Точно так же не видно его и у «подножия распятий», но он шлет свой привет халдейскому пастуху, зачинателю тайного знания звезд и установителю Зодиака, с трепетом предстоит пред лицом Сивиллы на берегах тусклого Аверна («Амалтея») и совершает моление сладостной Гекате в тайном кругу ночных колдуний («Ламия»).
Когда же он обращается к тем, которые воистину являются учителями мудрости, – к Данте, к Лейбницу, то он не находит ни ярких и четких слов для их характеристики, ни истинного пафоса. Это оды школяра-схоластика на заданную тему. Единственное, что привлекает его к ним, – это их одиночество в своем веке: «Подобных знал он лишь в дали времен» («Данте»), «Буйный век глумился над тобой» («К портрету Лейбница»).

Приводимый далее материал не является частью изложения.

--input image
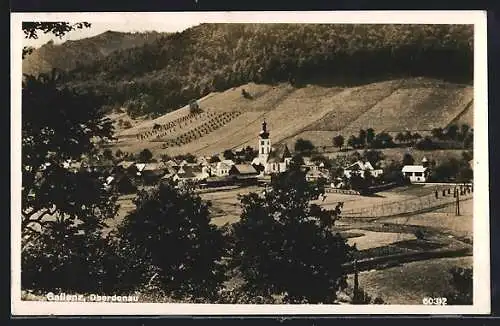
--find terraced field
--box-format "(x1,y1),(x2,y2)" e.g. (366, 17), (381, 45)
(113, 78), (473, 156)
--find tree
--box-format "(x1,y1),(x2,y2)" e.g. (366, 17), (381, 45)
(22, 22), (91, 59)
(22, 75), (116, 239)
(459, 123), (470, 141)
(445, 267), (473, 305)
(372, 132), (394, 148)
(232, 163), (350, 303)
(347, 135), (358, 148)
(415, 136), (436, 150)
(411, 132), (422, 143)
(358, 129), (367, 147)
(294, 138), (314, 155)
(403, 153), (415, 165)
(21, 22), (118, 292)
(222, 149), (234, 160)
(363, 150), (384, 168)
(431, 128), (444, 140)
(138, 148), (153, 163)
(394, 132), (406, 143)
(118, 180), (225, 302)
(189, 100), (201, 114)
(160, 153), (172, 163)
(115, 149), (125, 158)
(366, 128), (375, 146)
(333, 135), (344, 150)
(102, 148), (114, 160)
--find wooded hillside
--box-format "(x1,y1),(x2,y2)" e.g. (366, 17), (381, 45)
(60, 24), (473, 115)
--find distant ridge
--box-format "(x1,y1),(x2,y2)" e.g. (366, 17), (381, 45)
(23, 31), (167, 75)
(109, 78), (473, 156)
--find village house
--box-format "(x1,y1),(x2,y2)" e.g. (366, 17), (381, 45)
(229, 164), (259, 184)
(172, 165), (210, 182)
(252, 121), (292, 174)
(306, 169), (330, 182)
(344, 160), (384, 178)
(213, 160), (234, 177)
(401, 165), (429, 183)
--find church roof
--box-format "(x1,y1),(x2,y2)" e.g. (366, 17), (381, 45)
(267, 144), (292, 163)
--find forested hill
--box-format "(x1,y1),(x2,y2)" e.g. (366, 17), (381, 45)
(23, 31), (166, 75)
(64, 24), (473, 115)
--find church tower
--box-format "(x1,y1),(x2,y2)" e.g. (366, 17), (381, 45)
(259, 121), (271, 164)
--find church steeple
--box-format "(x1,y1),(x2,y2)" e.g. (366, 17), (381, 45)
(259, 120), (271, 163)
(259, 120), (269, 139)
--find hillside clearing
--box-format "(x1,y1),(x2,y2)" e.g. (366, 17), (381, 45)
(107, 78), (472, 156)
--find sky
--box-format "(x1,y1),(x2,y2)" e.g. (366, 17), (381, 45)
(17, 11), (481, 47)
(23, 20), (199, 48)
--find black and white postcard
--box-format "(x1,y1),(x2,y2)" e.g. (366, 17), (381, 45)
(11, 11), (490, 315)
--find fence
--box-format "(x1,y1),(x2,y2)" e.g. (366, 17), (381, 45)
(342, 185), (473, 218)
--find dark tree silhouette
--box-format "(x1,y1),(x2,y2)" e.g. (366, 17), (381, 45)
(366, 128), (375, 146)
(233, 161), (349, 303)
(222, 149), (235, 160)
(22, 75), (115, 238)
(118, 180), (225, 302)
(22, 22), (91, 59)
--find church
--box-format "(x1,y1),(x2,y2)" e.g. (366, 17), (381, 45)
(252, 121), (292, 174)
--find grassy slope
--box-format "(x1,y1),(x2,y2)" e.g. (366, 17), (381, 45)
(348, 257), (473, 305)
(111, 78), (472, 155)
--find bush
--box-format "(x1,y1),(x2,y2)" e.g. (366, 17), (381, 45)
(444, 268), (473, 305)
(21, 226), (118, 293)
(119, 181), (225, 299)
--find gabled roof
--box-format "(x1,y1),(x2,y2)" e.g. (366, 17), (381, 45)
(401, 165), (427, 173)
(117, 161), (135, 169)
(143, 162), (165, 171)
(344, 161), (374, 171)
(135, 163), (146, 172)
(229, 164), (259, 175)
(216, 162), (230, 169)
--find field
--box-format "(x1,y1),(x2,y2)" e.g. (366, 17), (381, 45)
(348, 257), (473, 305)
(110, 78), (472, 156)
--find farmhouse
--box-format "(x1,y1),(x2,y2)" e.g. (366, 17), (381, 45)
(215, 160), (234, 177)
(252, 121), (292, 174)
(344, 161), (383, 178)
(401, 165), (429, 182)
(306, 169), (330, 182)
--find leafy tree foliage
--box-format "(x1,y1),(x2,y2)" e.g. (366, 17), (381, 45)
(430, 157), (473, 182)
(22, 22), (91, 59)
(445, 268), (473, 305)
(233, 164), (349, 303)
(222, 149), (235, 160)
(22, 75), (116, 241)
(119, 181), (225, 301)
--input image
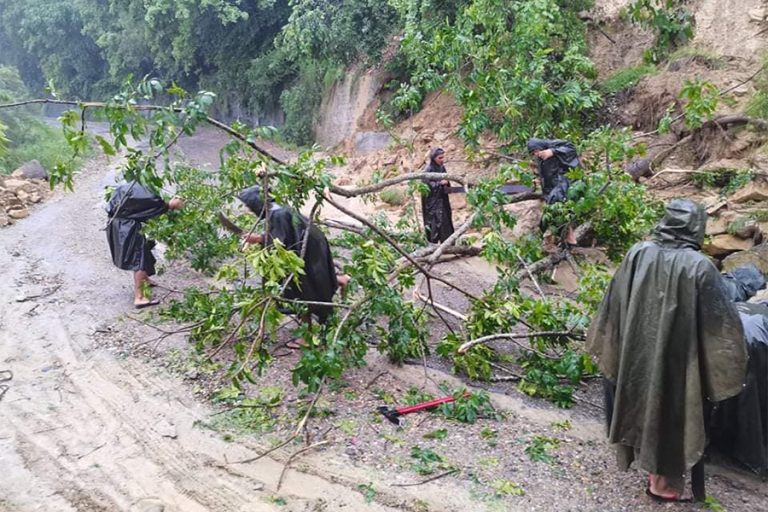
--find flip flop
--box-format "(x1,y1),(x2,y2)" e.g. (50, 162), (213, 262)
(645, 485), (693, 503)
(133, 300), (160, 309)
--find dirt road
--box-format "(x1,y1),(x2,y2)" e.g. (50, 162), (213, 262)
(0, 145), (404, 512)
(0, 129), (768, 512)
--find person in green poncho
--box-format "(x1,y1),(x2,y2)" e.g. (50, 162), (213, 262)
(587, 199), (747, 501)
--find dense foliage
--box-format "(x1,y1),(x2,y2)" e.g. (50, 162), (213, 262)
(0, 0), (664, 406)
(627, 0), (694, 63)
(0, 0), (396, 144)
(0, 66), (74, 174)
(384, 0), (599, 147)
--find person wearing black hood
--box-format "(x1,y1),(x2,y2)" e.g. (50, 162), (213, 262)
(528, 139), (580, 245)
(421, 148), (453, 244)
(107, 182), (184, 309)
(237, 185), (349, 348)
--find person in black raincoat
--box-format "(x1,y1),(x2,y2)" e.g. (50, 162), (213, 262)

Ясно, что та школа, которую проходил поэт «на острове мечты» «во мгле противоречий», была не школа философа и мистика, а школа римского легионера, ландскнехта и конквистадора.
Мне памятна одна беседа с Брюсовым. Мы говорили о том, как для человеческой души в каждый момент ее существования, подобно огромным и туманным зеркалам, раскрываются новые исторические эпохи, что душа, расширяясь, познает себя новой в отражениях прошлого. Я указывал на то новое понимание мистической Греции в лице Вячеслава Иванова, понимание, к которому мы пришли через открытие Греции архаической и варварской. Теперь же, говорил я, этот путь ведет нас к новому пониманию мистической сущности Египта, которое уже брезжит кое-где, например у Розанова.
– Одни области прошлого раскрылись, а другие замкнулись, – сказал Брюсов. – Египет мне совершенно чужд. А вот Ассирия очень близка. Совершенно закрыт для меня мир Библии. Из этой области я не написал ни одного стихотворения. А вот для Мережковского близка Библия. Он пишет библейским языком. А когда он описывает Рим времен Юлиана, то в нем он видит и чувствует только средние века, хотя по видимости и описывает мир Цезарей.
Для меня же Рим ближе всего. Даже Греция близка лишь постольку, поскольку она отразилась в Риме. В сущности же я отношусь к эллинскому миру с тем же недоумением и непониманием, с каким относились римляне. Я знаю, что в моих стихах я никогда не мог воплотить духа Греции.